From the Fort, we travelled west over an extremely rough and rocky pass, surprised that we didn't get a flat tire. Unfortunately, being our first offroading and backroad navigating experience, we wound up a few miles too far north, and were skirting a gorgeous canyon in Lanfair Valley before reaching a set of rough stadium jumps and sharp terrain, which did give us a flat tire! After swapping out the spare, we turned around, found the right trail, and at the intersection of Lanfair Valley Road, beared south to reach the nearest tire shop, which turned out to be many miles away, on the south side of I-40, in a "town" called Essex. The town was completely run down with the exception of a post office and a mechanics garage that charged a whopping $5 to fix our flat. 
A couple hours behind, but back on track, we return to the Old Mojave Road where we left off, and head west to Black Canyon Rd, where we spend a night at Mid Hills Campground after viewing one of the most incredible desert sunsets that I have set my eyes on. Nights got fairly cold here, and the fire was a very welcome addition to the evening.
We awoke on Sunday for an adventure-filled day, starting with a ranger-led tour of the Mitchell Caverns State Natural Preserve, within the Providence Mountains SRA. These are some fun little caverns with well preserved formations, sitting in the middle of the Mojave National Preserve. It is also accessible via paved road from I-40, and thus recommended even if you are just passing through.

Friday we left fairly early from LA for the eastern side of Pinnacles National Monument, and arrived at the shady and oak-strewn campground after a long stretch of winding and hilly rural roads. I never get carsick or any other form of motion sickness, but the last couple hours I had been increasingly more and more sick-to-the-stomach. Unfortunately after setting up the tent and air mattress, which we finished fairly early in the afternoon, I was more nauseous than ever. I had overlooked the fact that Marie had previously had a light stomach bug of some sort, and I must have eaten the same thing as her a few days later, because it was a horrible pain. Slowly everyone else arrived and pitched their tents, including Susanne, Justin, and Eric-- who had an amusingly large, rented 8 person fortress tent. I napped and stayed in the tent until dinner when I had a few bites to eat before going back to sleep, still sick.

Saturday morning I woke up feeling slightly improved, but still couldn’t eat anything. The options were to skip the 12 mile loop hike I had planned through both famous caves (and a possibility of bats), to do a small dayhike by myself, or to tough it out.

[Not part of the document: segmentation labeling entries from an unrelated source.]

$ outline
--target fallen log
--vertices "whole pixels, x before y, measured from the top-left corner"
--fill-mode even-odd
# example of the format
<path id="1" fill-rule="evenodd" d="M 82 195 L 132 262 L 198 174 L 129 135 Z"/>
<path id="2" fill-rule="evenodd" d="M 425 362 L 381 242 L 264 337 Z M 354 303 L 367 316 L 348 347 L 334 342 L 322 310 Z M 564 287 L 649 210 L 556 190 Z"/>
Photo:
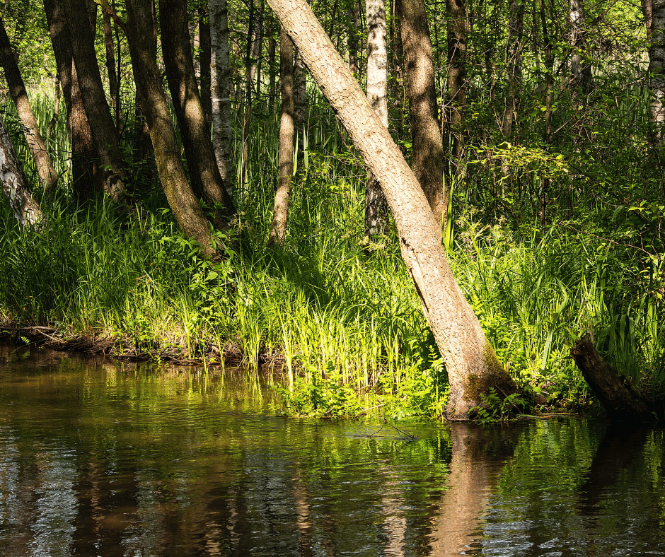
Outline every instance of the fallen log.
<path id="1" fill-rule="evenodd" d="M 657 421 L 652 404 L 605 361 L 589 333 L 570 348 L 570 355 L 612 421 Z"/>

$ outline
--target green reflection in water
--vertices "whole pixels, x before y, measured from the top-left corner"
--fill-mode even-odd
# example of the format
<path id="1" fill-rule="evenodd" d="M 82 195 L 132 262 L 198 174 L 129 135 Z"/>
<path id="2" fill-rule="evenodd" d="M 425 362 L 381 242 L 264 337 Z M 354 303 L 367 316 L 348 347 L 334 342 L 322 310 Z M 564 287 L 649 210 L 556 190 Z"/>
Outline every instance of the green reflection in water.
<path id="1" fill-rule="evenodd" d="M 0 348 L 0 554 L 657 555 L 663 434 L 274 415 L 270 381 Z"/>

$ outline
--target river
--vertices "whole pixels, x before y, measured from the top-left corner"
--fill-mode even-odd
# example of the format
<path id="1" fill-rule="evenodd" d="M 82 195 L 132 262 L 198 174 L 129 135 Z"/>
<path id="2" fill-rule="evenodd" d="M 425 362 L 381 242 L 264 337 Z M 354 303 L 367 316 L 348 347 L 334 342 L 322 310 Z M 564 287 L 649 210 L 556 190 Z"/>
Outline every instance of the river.
<path id="1" fill-rule="evenodd" d="M 0 346 L 0 555 L 665 554 L 661 429 L 279 408 L 241 370 Z"/>

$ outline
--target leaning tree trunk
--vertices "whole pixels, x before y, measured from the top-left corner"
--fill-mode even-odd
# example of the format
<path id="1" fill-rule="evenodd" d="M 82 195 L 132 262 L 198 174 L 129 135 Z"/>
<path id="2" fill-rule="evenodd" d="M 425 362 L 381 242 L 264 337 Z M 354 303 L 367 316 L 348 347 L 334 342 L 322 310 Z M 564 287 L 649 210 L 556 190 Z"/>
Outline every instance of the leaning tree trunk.
<path id="1" fill-rule="evenodd" d="M 448 412 L 466 416 L 492 387 L 516 387 L 487 341 L 446 259 L 439 223 L 415 175 L 305 0 L 268 0 L 310 74 L 381 184 L 402 257 L 422 303 L 450 382 Z"/>
<path id="2" fill-rule="evenodd" d="M 127 42 L 137 93 L 150 129 L 157 172 L 169 206 L 182 230 L 193 238 L 206 256 L 214 253 L 212 238 L 183 168 L 170 111 L 157 68 L 157 45 L 152 31 L 151 0 L 127 0 Z"/>
<path id="3" fill-rule="evenodd" d="M 9 94 L 16 107 L 18 118 L 23 128 L 28 146 L 35 159 L 37 172 L 45 189 L 54 187 L 58 183 L 58 175 L 46 148 L 46 143 L 39 131 L 37 119 L 33 112 L 25 91 L 25 86 L 16 64 L 14 52 L 5 30 L 4 22 L 0 19 L 0 61 L 5 72 L 5 79 L 9 88 Z"/>
<path id="4" fill-rule="evenodd" d="M 187 30 L 185 0 L 160 0 L 159 19 L 168 88 L 183 137 L 195 193 L 214 211 L 223 228 L 235 213 L 217 168 L 210 131 L 199 96 Z"/>
<path id="5" fill-rule="evenodd" d="M 649 404 L 632 385 L 620 377 L 596 351 L 589 334 L 585 334 L 570 349 L 570 355 L 614 421 L 655 421 Z"/>
<path id="6" fill-rule="evenodd" d="M 32 225 L 42 218 L 39 204 L 33 199 L 14 146 L 0 118 L 0 182 L 14 216 L 21 225 Z"/>
<path id="7" fill-rule="evenodd" d="M 665 140 L 665 0 L 642 0 L 649 40 L 649 90 L 653 140 Z"/>
<path id="8" fill-rule="evenodd" d="M 388 52 L 386 47 L 386 4 L 366 0 L 367 10 L 367 100 L 381 123 L 388 127 Z M 367 172 L 365 185 L 365 234 L 371 238 L 386 232 L 388 205 L 378 181 Z"/>
<path id="9" fill-rule="evenodd" d="M 94 37 L 87 25 L 86 0 L 63 0 L 63 5 L 71 31 L 71 52 L 86 114 L 104 169 L 104 189 L 110 197 L 119 200 L 125 194 L 127 173 L 120 137 L 102 86 Z"/>
<path id="10" fill-rule="evenodd" d="M 274 210 L 270 227 L 271 244 L 284 245 L 294 172 L 294 45 L 282 30 L 279 45 L 279 84 L 282 88 L 282 117 L 279 122 L 279 175 L 274 195 Z"/>
<path id="11" fill-rule="evenodd" d="M 231 124 L 231 71 L 229 68 L 229 11 L 226 0 L 209 0 L 210 89 L 212 143 L 217 167 L 230 192 L 233 182 L 233 130 Z"/>
<path id="12" fill-rule="evenodd" d="M 398 0 L 397 7 L 406 61 L 413 172 L 440 228 L 448 203 L 444 201 L 445 158 L 439 131 L 429 26 L 423 0 Z"/>

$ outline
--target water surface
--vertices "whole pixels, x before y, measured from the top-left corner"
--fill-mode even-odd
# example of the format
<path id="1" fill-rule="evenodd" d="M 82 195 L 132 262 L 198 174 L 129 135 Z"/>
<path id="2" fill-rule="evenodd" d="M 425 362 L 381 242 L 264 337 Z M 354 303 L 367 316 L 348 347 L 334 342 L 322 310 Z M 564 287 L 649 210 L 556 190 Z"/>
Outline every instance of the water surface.
<path id="1" fill-rule="evenodd" d="M 665 554 L 661 430 L 285 418 L 270 383 L 0 348 L 0 555 Z"/>

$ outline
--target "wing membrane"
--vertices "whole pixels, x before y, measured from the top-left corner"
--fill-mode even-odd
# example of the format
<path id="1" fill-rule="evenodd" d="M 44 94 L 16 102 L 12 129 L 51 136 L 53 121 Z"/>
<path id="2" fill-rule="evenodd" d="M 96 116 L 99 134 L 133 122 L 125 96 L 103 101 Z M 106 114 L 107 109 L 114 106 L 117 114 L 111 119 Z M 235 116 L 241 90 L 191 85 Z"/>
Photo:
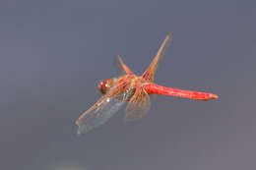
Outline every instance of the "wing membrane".
<path id="1" fill-rule="evenodd" d="M 126 84 L 121 84 L 99 98 L 76 121 L 78 134 L 85 134 L 108 121 L 127 101 L 130 91 Z"/>
<path id="2" fill-rule="evenodd" d="M 125 110 L 125 120 L 142 118 L 151 108 L 150 96 L 143 87 L 138 87 Z"/>
<path id="3" fill-rule="evenodd" d="M 123 76 L 123 75 L 132 75 L 132 71 L 126 66 L 122 60 L 122 58 L 119 55 L 116 55 L 114 57 L 114 66 L 116 73 L 115 75 L 117 77 Z"/>
<path id="4" fill-rule="evenodd" d="M 172 32 L 168 33 L 165 36 L 165 39 L 163 40 L 163 42 L 161 43 L 156 57 L 154 58 L 154 60 L 152 61 L 150 67 L 144 72 L 144 74 L 142 75 L 142 77 L 150 82 L 154 82 L 155 79 L 155 73 L 157 72 L 158 69 L 158 65 L 161 59 L 161 57 L 163 56 L 166 47 L 168 45 L 168 42 L 170 41 L 170 39 L 172 38 Z"/>

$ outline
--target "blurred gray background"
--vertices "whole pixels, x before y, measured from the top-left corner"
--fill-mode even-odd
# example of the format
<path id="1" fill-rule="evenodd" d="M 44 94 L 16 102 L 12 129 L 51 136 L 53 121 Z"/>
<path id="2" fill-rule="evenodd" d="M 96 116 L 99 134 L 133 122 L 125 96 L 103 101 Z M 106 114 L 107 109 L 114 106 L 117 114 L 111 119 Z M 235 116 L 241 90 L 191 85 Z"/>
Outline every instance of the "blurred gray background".
<path id="1" fill-rule="evenodd" d="M 255 170 L 255 19 L 253 0 L 2 0 L 0 169 Z M 113 56 L 141 74 L 168 31 L 157 83 L 220 99 L 152 97 L 78 137 Z"/>

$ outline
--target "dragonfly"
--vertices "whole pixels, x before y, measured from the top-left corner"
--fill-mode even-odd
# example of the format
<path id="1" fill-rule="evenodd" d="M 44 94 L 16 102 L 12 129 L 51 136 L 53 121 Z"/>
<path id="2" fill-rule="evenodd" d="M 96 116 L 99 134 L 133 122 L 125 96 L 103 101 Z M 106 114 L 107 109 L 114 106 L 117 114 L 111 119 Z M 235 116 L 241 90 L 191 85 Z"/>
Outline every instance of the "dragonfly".
<path id="1" fill-rule="evenodd" d="M 117 74 L 112 79 L 105 79 L 97 85 L 103 94 L 91 108 L 76 121 L 78 134 L 85 134 L 107 122 L 125 104 L 125 120 L 137 120 L 150 110 L 151 94 L 171 95 L 196 100 L 217 99 L 213 93 L 199 92 L 162 86 L 155 83 L 155 74 L 173 33 L 169 32 L 162 41 L 156 57 L 142 74 L 136 76 L 119 55 L 114 58 Z"/>

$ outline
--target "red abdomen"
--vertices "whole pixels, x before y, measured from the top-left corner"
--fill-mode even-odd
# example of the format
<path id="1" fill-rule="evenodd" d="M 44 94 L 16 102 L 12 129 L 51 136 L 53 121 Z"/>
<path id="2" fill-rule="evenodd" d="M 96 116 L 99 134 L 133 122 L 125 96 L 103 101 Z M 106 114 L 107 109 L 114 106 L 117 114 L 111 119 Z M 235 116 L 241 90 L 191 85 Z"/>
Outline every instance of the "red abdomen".
<path id="1" fill-rule="evenodd" d="M 197 100 L 211 100 L 219 97 L 218 95 L 213 93 L 170 88 L 153 83 L 146 85 L 145 89 L 149 94 L 172 95 L 172 96 L 191 98 Z"/>

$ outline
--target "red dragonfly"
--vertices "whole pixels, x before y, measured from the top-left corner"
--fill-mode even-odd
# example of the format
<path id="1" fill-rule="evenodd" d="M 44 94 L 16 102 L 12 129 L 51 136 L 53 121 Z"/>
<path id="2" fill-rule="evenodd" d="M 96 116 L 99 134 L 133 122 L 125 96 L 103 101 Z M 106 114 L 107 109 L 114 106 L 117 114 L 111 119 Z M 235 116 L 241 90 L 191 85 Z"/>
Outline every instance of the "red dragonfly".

Well if you don’t know me, I’m pretty stubborn, so the third option was the only one. As a result, they were forced to go slowly, but we still had a good time overall. The first cave was not too far in and it was great to crawl through the tight cave (especially being 6’3”), but unfortunately no bats were visibly roosting. We continued the hike to the top of the peak in the middle of the park, and followed some precarious stone ledges around to the other side. This was made easier with some metal pipe railings, but be advised that if you are over 5’10” or so, it is actually more difficult because the railings are at mid-thigh height and just waiting for some over-brave soul to fall over the railing a few hundred feet.
At this point I started feeling worse and they had to go increasingly slower to wait for me, but after descending the other side and reaching the western TH and campground, I drank gallons of water and laid down. Next we hiked through a wash to the second cave and saw some even more impressive drops and descents, but once again no bats. (I was just in a rush to get through it though, so there could have been some). Once on the other side, it was a fairly level hike along a stream back to the TH. I felt increasingly better and better, and by the time we had driven back to the campground I felt good enough to eat a huge meal and enjoy the campfire.